Latest figures - described as "troubling" - show the proportion of women between 50 and 70 accepting an invitation for screening every three years is declining in our area.

Only 73.3% of the 28,217 women in the Guildford and Waverley Clinical Commissioning Group area due a screening in the three years to the end of March took up the offer.

This means 7,537 women are not up to date with their checks.

Of the 12,468 women in the Surrey Heath CCG eligible over this period, only 74.5% came forward - leaving 3,182 women unchecked.
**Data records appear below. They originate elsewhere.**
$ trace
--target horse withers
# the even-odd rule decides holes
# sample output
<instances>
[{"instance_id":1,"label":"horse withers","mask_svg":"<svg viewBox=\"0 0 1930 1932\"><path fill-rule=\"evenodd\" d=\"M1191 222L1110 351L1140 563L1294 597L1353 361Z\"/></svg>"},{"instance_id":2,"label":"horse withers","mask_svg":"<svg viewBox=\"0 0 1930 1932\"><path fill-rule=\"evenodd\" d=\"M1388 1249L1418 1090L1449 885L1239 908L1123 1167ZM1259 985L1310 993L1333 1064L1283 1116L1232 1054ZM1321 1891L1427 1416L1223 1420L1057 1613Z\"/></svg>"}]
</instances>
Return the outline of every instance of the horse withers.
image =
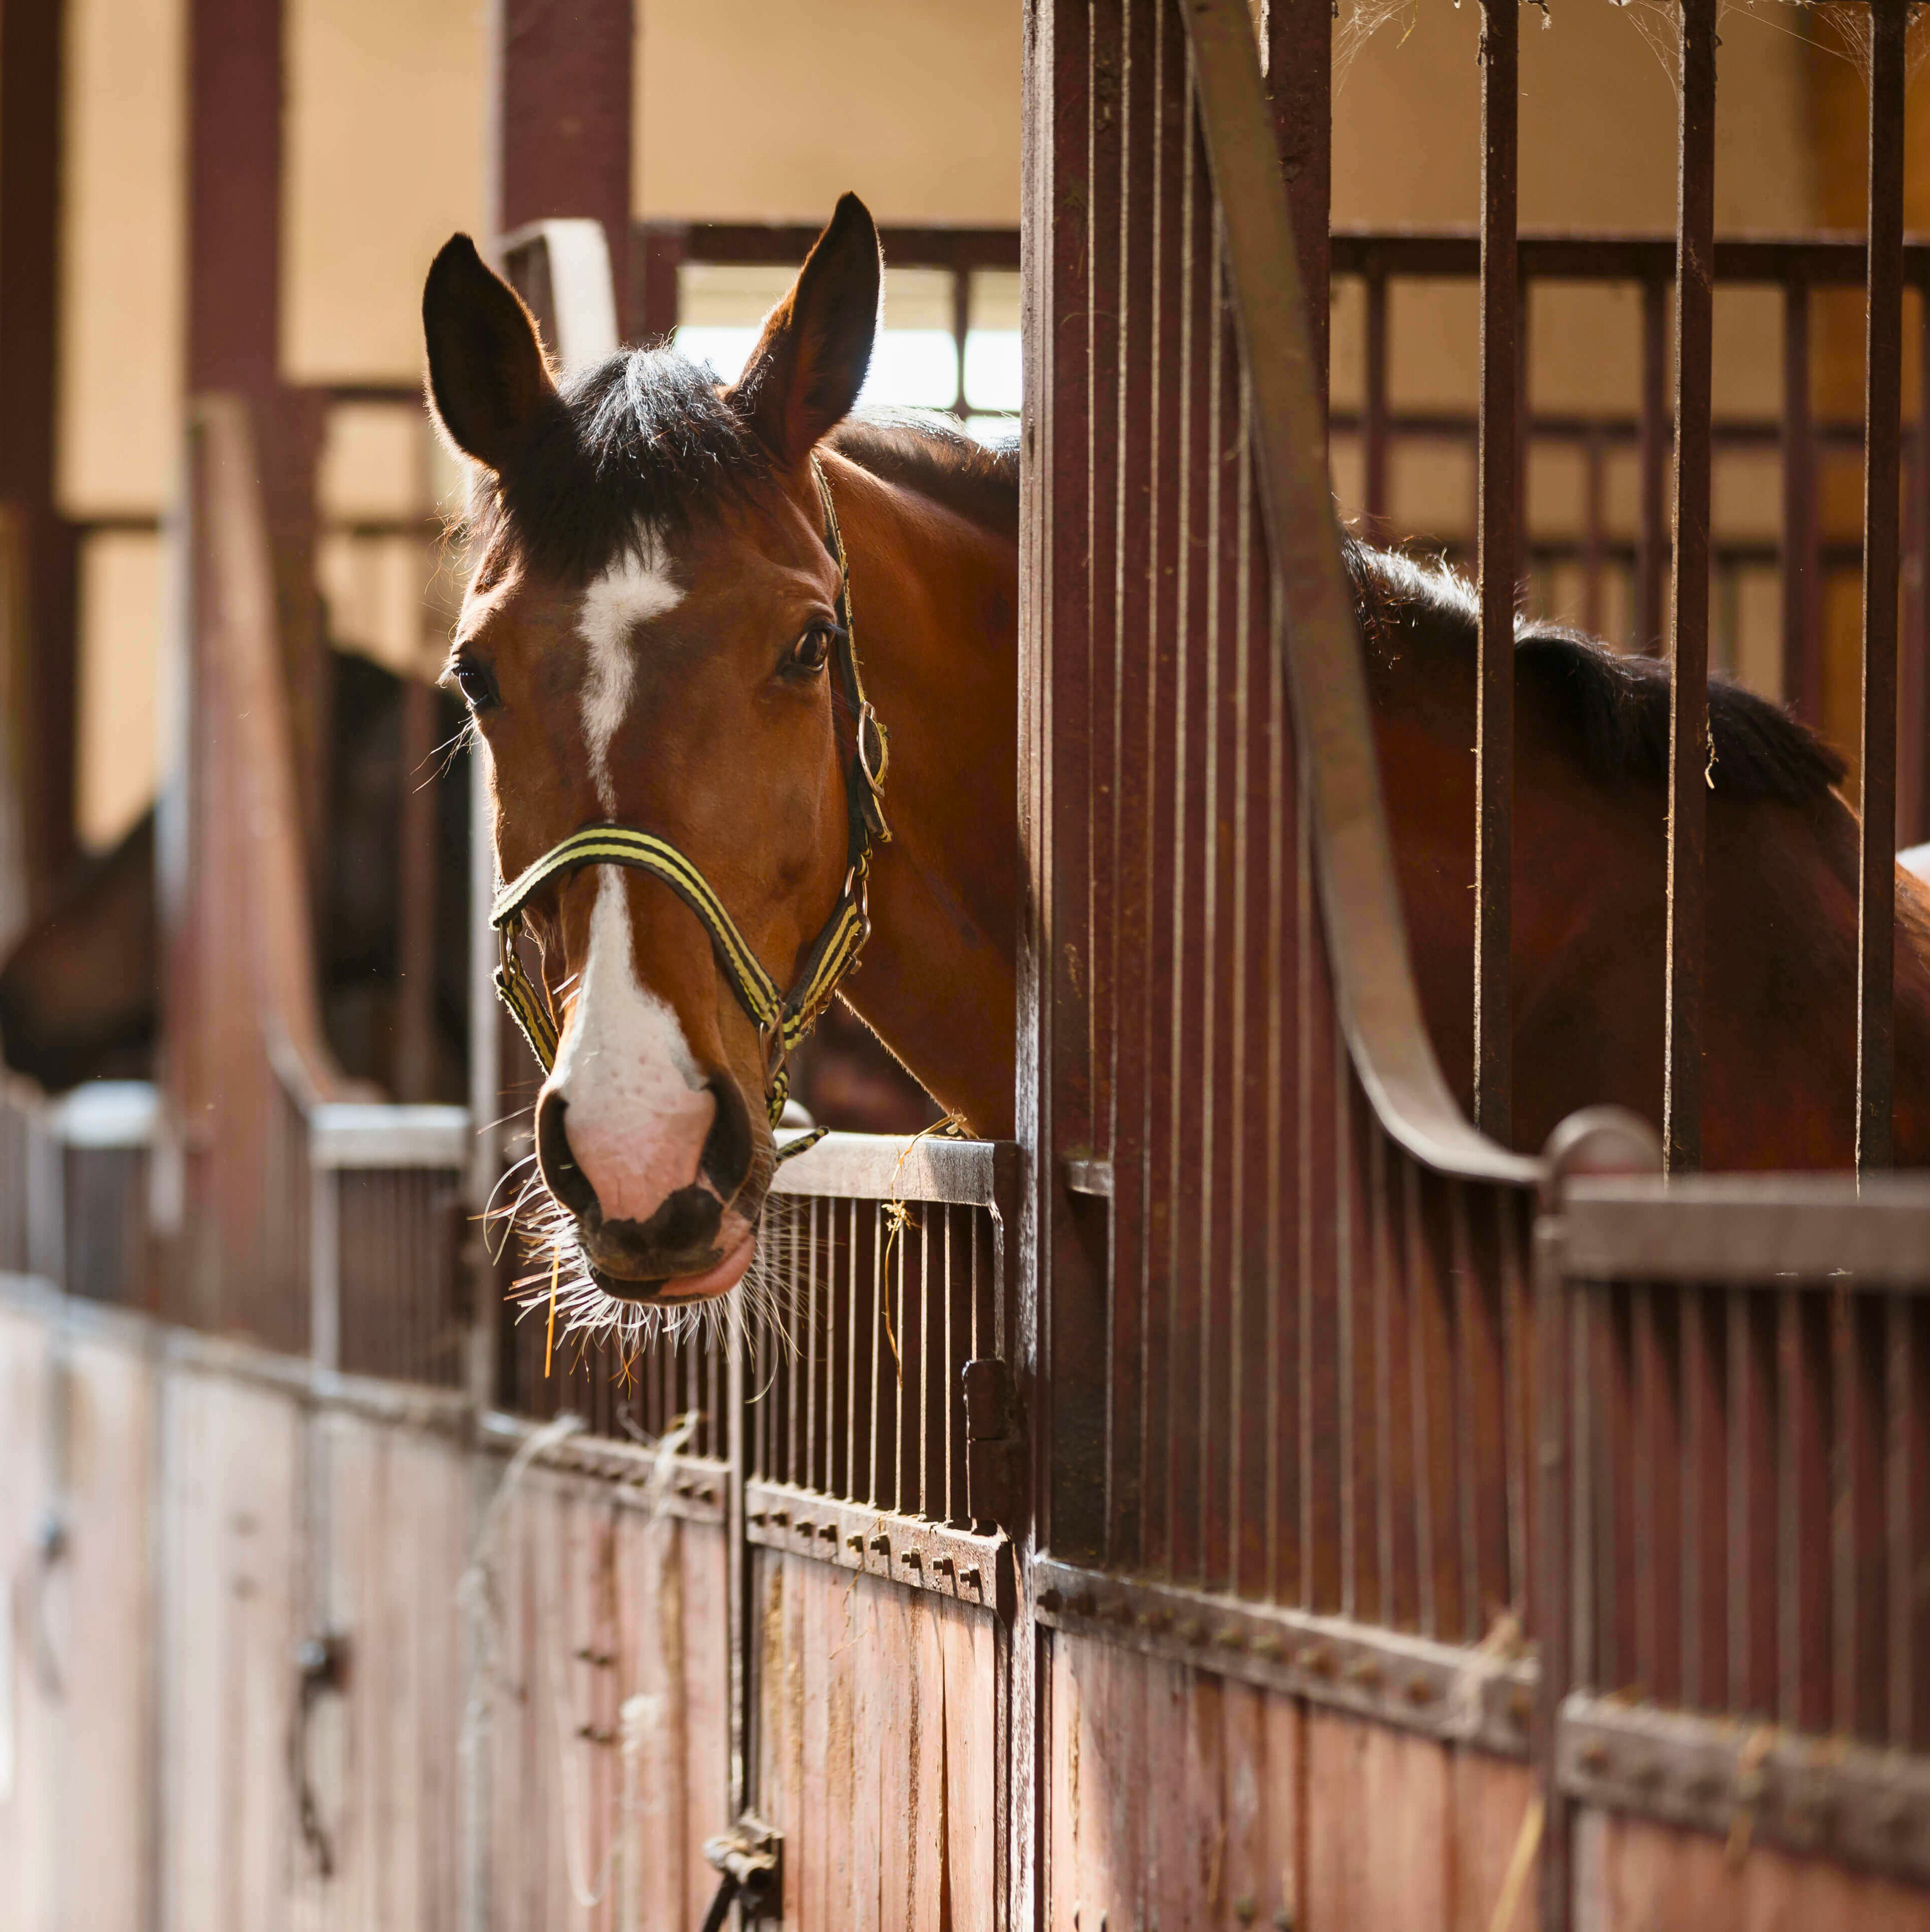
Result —
<instances>
[{"instance_id":1,"label":"horse withers","mask_svg":"<svg viewBox=\"0 0 1930 1932\"><path fill-rule=\"evenodd\" d=\"M544 874L517 915L556 1034L537 1108L550 1233L580 1247L571 1300L593 1324L722 1293L755 1251L782 1042L731 955L741 942L763 982L796 985L851 892L869 781L836 674L841 555L864 692L892 733L892 842L861 854L876 932L843 990L940 1105L1012 1131L1018 460L943 418L846 420L879 286L876 231L847 196L734 385L661 347L559 390L466 238L430 274L430 397L475 470L448 675L490 761L502 875L585 828L661 848L654 871ZM1345 555L1423 1011L1465 1099L1474 606L1444 570ZM1591 1102L1659 1111L1668 682L1525 620L1517 681L1514 1120L1531 1148ZM1711 730L1707 1158L1847 1166L1842 767L1731 686ZM1930 900L1908 874L1898 890L1897 1146L1921 1162Z\"/></svg>"}]
</instances>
In the North East Hampshire and Farnham CCG, 74.2% of the 28,480 women eligible got checked out - 7,362 are not up to date.

Across England the proportion of women who attended their last check was 72%.

This is the lowest level since the current screening programme began in 2007.

The UK National Screening Committee says the minimum acceptable level of coverage is 70%, but the NHS is expected to achieve 80%.

Addie Mitchell, clinical nurse specialist at the charity Breast Cancer Care, said:

"These troubling figures show we’re now only a hair's breadth above the minimum standard.

"While screening is not a one-stop shop, as symptoms can occur at any time, mammograms remain the most effective tool at our disposal for detecting breast cancer at the earliest possible stage."

In Guildford and Waverley, the uptake rate has fallen every year since 2010-11, when it stood at 75.4%.

Uptake in North East Hampshire and Farnham bucked the national trend last year, rising slightly from 72.9% in 2016-17.

However, it has still fallen from a peak of 74.8% in 2012-13.

In Surrey Heath it rose from 11.6% in 2016-17 - but is still down on a peak of 76.5% in 2011-12.

Dr Anne Mackie, director of screening at Public Health England, said it was especially "concerning" that uptake was falling among younger women invited for their first test.

She continued: “We are working hard with NHS and local community healthcare colleagues to understand why this might be and to make appointments as easy as possible to attend for all women who want to get screened.”